28 Aralık 2009 Pazartesi

Sakatlık Acizlikmi

Sabah uyanıyorsunuz, elinizi yüzünüzü yıkayıp, keyifli bir sabah kahvaltısına çocuklarınız ve eşinizle oturuyorsunuz. Sonra işiniz, koşturmacalarınız, eğlenceleriniz. Bir bardak sıcak çayı keyifle içebilmenin, arabanıza atlayıp işinize yol alabilmenin, koşturabilmenin, okuyabilmenin, yazabilmenin, o en sevileni görebilmenin, duyabilmenin, sarılabilmenin kimileri için ne kadar zor hatta bazı zamanlar olanaksız olduğunu bir düşünün.

Size sıradan gelen bir çok şeyi ülkemizdeki milyonlarca kişi, ne kadar istese de “başaramıyor”. Milyonlarca aile, çocuklarının, kardeşlerinin, annelerinin, babalarının herkes için sıradan olanı yapabilmek için harcadıkları çabayı izliyor ve onlara yardımcı olabilmek adına bütün güçlerini seferber ediyor. Ama yetmiyor . Biliyor muyuz ülkemizde yaşamaya çalışan engellilerin ne kadarı kentte ya da köyde, ne kadarı okuyabiliyor, ne kadarı yazabiliyor, ne kadarı tümüyle bizlere yani şimdilik engelli olmayanlara bağlı olarak yaşamını sürdürebiliyor?

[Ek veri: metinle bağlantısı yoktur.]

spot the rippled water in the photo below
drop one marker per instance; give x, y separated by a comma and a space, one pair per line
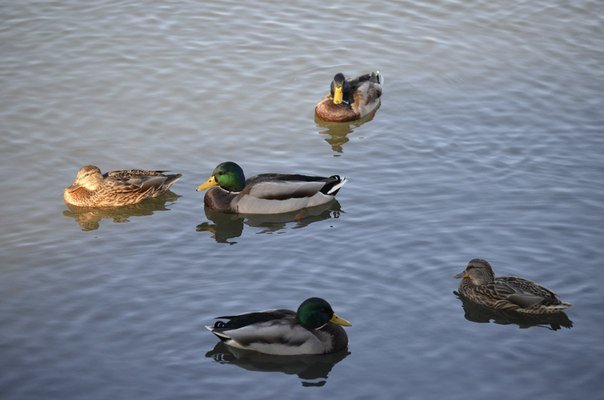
488, 143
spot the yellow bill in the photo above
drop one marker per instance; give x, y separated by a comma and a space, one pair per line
207, 184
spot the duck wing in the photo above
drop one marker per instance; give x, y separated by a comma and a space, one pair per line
288, 186
137, 180
525, 293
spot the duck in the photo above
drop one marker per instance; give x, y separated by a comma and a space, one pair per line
116, 188
506, 293
230, 192
313, 329
351, 99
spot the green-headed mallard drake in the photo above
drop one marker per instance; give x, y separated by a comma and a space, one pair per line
266, 193
351, 99
116, 188
313, 329
507, 293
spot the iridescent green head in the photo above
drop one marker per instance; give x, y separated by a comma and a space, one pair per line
315, 312
228, 175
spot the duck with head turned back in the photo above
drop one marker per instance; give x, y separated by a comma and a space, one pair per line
506, 293
313, 329
351, 99
116, 188
230, 192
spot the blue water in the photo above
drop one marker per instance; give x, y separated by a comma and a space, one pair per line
488, 144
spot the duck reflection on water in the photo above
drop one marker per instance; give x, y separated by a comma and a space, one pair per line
224, 227
90, 218
477, 313
313, 370
338, 131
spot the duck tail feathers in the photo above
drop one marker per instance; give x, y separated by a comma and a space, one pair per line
334, 186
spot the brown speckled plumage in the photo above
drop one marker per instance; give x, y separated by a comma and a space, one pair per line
116, 188
364, 94
508, 293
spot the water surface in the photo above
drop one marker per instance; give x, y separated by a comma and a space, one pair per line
488, 143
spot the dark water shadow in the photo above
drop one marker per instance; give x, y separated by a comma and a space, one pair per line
224, 227
477, 313
312, 370
90, 218
337, 132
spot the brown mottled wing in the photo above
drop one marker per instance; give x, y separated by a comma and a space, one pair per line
524, 293
128, 173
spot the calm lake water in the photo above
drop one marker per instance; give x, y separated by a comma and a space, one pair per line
489, 143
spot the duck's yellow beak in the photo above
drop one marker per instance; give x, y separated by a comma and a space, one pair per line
460, 275
339, 320
338, 95
207, 184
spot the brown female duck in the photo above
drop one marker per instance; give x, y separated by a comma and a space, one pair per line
116, 188
508, 293
351, 99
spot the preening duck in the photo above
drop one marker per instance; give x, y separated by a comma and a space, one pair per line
313, 329
230, 192
116, 188
508, 293
351, 99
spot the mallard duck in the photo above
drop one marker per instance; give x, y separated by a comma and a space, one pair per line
508, 293
313, 329
351, 99
266, 193
116, 188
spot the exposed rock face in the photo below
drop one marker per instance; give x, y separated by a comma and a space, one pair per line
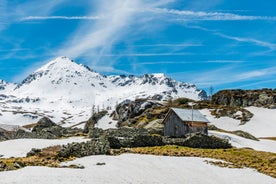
93, 147
130, 137
199, 141
93, 120
245, 98
129, 113
43, 123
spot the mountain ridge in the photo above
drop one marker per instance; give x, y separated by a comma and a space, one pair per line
66, 91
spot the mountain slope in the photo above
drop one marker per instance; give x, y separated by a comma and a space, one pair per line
66, 91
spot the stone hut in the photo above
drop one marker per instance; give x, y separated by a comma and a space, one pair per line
179, 122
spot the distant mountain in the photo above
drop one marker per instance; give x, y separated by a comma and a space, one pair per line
66, 91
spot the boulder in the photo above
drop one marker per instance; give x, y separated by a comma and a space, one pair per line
42, 124
90, 124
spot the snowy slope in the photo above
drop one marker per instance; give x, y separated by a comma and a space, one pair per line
240, 142
20, 147
263, 123
66, 91
130, 168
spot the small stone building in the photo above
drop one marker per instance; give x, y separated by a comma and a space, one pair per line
179, 122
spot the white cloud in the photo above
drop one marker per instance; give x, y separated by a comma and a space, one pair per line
99, 38
211, 16
269, 45
61, 17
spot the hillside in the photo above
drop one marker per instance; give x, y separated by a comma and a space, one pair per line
68, 92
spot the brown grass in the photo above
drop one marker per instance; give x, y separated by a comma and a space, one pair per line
47, 157
269, 138
263, 162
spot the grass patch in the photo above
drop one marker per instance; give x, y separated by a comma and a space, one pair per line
237, 132
269, 138
45, 157
263, 162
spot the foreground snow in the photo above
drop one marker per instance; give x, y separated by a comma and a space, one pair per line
20, 147
240, 142
263, 123
131, 168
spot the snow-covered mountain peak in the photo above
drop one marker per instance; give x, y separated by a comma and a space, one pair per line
65, 89
59, 64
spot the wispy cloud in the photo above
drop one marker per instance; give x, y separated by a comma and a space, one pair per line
269, 45
171, 45
228, 75
99, 39
211, 16
184, 62
61, 17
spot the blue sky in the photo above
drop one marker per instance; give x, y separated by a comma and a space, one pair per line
219, 43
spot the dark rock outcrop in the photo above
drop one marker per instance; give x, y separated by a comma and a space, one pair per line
93, 147
45, 129
130, 113
43, 123
199, 141
243, 115
245, 98
93, 120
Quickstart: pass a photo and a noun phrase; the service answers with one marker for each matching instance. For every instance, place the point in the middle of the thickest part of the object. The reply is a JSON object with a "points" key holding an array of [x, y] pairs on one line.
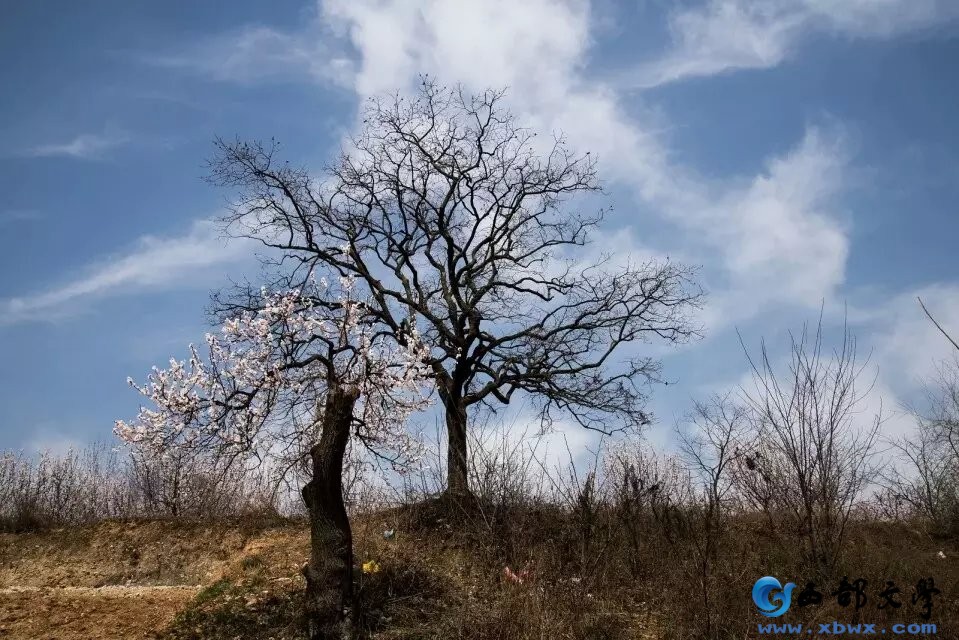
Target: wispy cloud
{"points": [[86, 146], [258, 53], [155, 263], [718, 36]]}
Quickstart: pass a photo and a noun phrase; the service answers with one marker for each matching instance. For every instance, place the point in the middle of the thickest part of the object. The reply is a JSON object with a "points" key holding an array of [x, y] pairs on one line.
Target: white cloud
{"points": [[766, 240], [722, 35], [86, 146], [909, 348], [258, 53], [155, 263]]}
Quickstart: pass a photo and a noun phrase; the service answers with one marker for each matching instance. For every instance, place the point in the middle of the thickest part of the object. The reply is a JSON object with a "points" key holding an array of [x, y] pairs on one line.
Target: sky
{"points": [[803, 153]]}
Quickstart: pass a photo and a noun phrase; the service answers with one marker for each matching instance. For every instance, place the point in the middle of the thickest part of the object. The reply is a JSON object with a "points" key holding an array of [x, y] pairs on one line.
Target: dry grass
{"points": [[442, 576]]}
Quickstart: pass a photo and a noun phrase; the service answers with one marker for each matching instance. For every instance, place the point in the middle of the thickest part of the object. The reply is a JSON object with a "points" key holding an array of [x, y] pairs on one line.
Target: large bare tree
{"points": [[445, 210]]}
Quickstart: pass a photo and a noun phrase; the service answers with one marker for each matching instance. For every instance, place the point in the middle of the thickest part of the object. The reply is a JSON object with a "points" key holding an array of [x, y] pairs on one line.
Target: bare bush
{"points": [[813, 457]]}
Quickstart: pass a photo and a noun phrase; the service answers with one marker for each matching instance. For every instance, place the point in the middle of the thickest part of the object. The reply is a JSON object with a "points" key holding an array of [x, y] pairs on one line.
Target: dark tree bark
{"points": [[453, 222], [329, 573], [457, 451]]}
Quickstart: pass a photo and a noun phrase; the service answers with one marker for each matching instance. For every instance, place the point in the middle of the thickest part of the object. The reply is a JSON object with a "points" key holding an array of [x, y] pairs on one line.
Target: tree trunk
{"points": [[457, 466], [329, 573]]}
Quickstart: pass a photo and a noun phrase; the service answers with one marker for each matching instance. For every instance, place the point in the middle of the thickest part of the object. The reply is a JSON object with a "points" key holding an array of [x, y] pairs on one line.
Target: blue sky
{"points": [[804, 152]]}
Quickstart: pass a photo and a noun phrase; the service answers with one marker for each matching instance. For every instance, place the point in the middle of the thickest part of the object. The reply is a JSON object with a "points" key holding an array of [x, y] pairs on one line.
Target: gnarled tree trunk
{"points": [[457, 466], [329, 573]]}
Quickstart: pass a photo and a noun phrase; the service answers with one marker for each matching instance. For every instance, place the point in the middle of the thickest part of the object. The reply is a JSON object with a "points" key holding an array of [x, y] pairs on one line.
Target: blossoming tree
{"points": [[295, 379]]}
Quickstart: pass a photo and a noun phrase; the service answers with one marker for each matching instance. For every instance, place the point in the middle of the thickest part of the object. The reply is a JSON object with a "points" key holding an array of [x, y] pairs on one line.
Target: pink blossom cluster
{"points": [[261, 388]]}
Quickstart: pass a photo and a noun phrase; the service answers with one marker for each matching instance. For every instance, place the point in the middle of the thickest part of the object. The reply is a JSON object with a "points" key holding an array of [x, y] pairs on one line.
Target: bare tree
{"points": [[927, 484], [815, 455], [444, 211], [300, 377], [716, 434]]}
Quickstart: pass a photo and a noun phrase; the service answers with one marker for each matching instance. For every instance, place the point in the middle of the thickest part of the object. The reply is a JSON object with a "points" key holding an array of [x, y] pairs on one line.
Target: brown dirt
{"points": [[124, 580], [121, 613]]}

Ancak bildiğimiz önemli bir şey var. “Engellisine insanca bir yaşamı kuramayan bir topluluğun diğer başardıklarının hiç bir kıymeti yoktur.” Kim bilir ne kadar çok engelli, evlerde bir odada saklanıyor yada saklanmak zorunda kalıyor ve biz onları onlarda bizleri hiç göremiyor. Gerekli bilgi akışı ve iletişim sağlanamadığından birçok aile engelli çocuğu için var olan olanaklardan habersiz. Kendi çocukları için hazırladıkları ve sadece kendi çocuklarının sığdığı küçücük dünyada yaşamaya mecbur bıraktıkları evlatlarının aslında kendilerini topluma kanıtlama imkanını elinden alındığının farkında bile değiller.